Interactive semantic segmentation in laparoscopic images with deep neural networks

  1. MONASTERIO EXPÓSITO, LETICIA
Supervised by:
  1. Daniel Pizarro Pérez Director
  2. Javier Macías Guarasa Co-director

Defence university: Universidad de Alcalá

Fecha de defensa: 24 November 2023

Committee:
  1. José Miguel Buenaposada Biencinto Chair
  2. Cristina Losada Gutiérrez Secretary
  3. David Jiménez Cabello Committee member

Type: Thesis

Abstract

Semantic segmentation plays a crucial role as a prerequisite task for various Computer Vision applications, such as image processing, tracking, image registration, and reconstruction. It finds applications in diverse fields such as industrial image processing, robotic vision, automated driving, and particularly, medical imaging. This thesis focuses on semantic segmentation in medical imaging, with a specific emphasis on Augmented Reality (AR) guided Minimally Invasive Surgery systems, for which semantic segmentation is a key preprocessing step.
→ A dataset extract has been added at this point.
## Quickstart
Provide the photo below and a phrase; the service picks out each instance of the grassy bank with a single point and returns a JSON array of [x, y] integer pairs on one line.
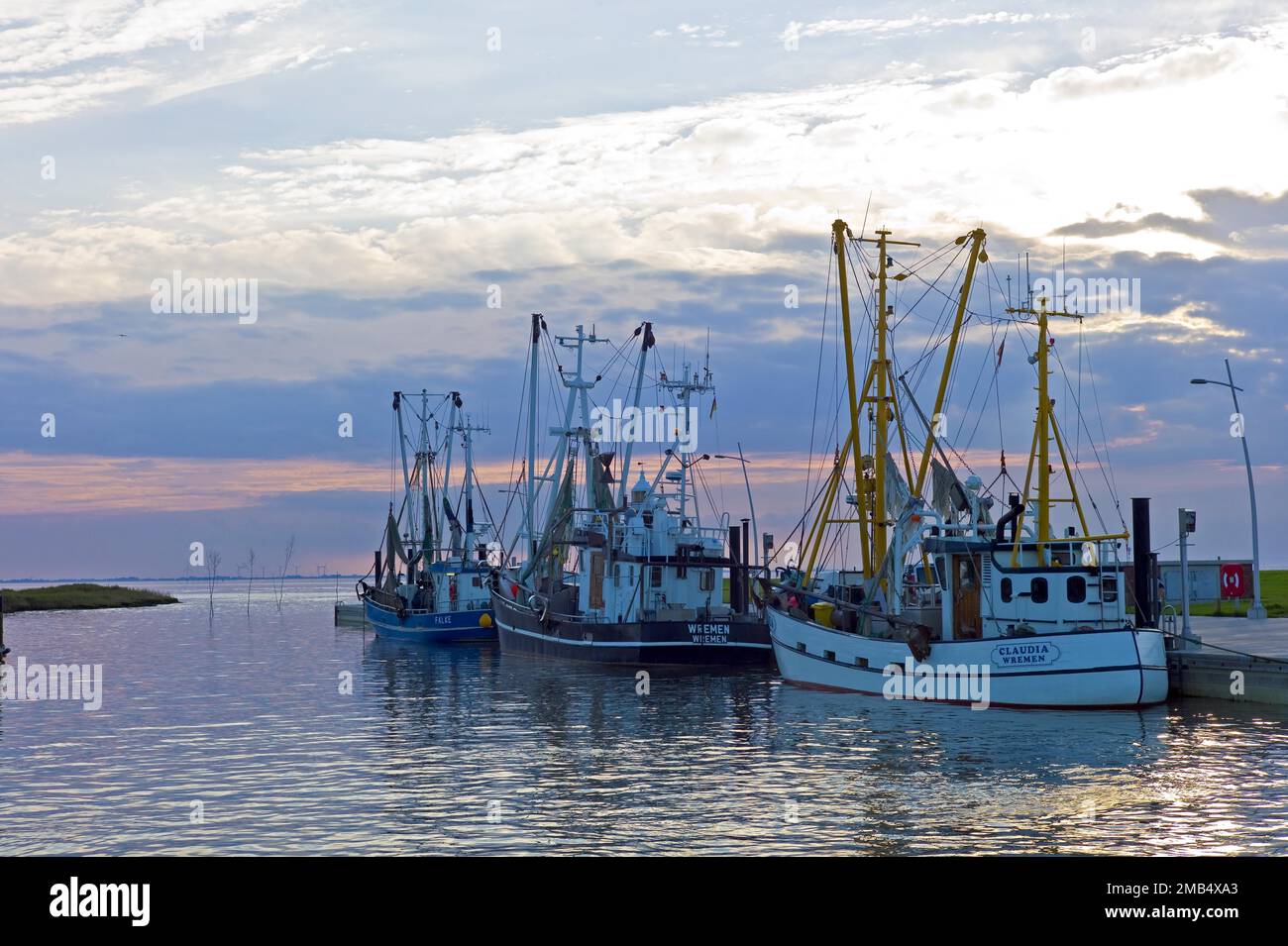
[[80, 596], [1274, 596]]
The major challenges faced in this domain are the lack of large and variable datasets and the intra-patient variability. Addressing these issues by creating suitable datasets is a challenging task due to limited patient availability and the time-consuming nature of manual annotation by experts. To overcome these challenges, this thesis investigates a semantic segmentation training methodology that improves generalization by using a new strategy for labeled data augmentation. The proposed method is based on using synthetic label deterioration methods to train a discriminator network. The discriminator is then used during training of the segmentation model and helps improving the segmentation results in unseen data. Our proposed method can be applied to state-of-the-art segmentation models and undergoes rigorous experimentation to validate its effectiveness. Additionally, we explore the use of interactive segmentation to leverage the expert’s knowledge and improve results. We devise an interactive click-based correction method that uses information from previous interactions in the form of accumulated guidance maps that are then used as an additional input in the segmentation model. Our approach is extensively evaluated on medical imaging datasets, demonstrating its efficacy and potential for advancement in the field of semantic segmentation, particularly in the context of Minimally Invasive Surgery images.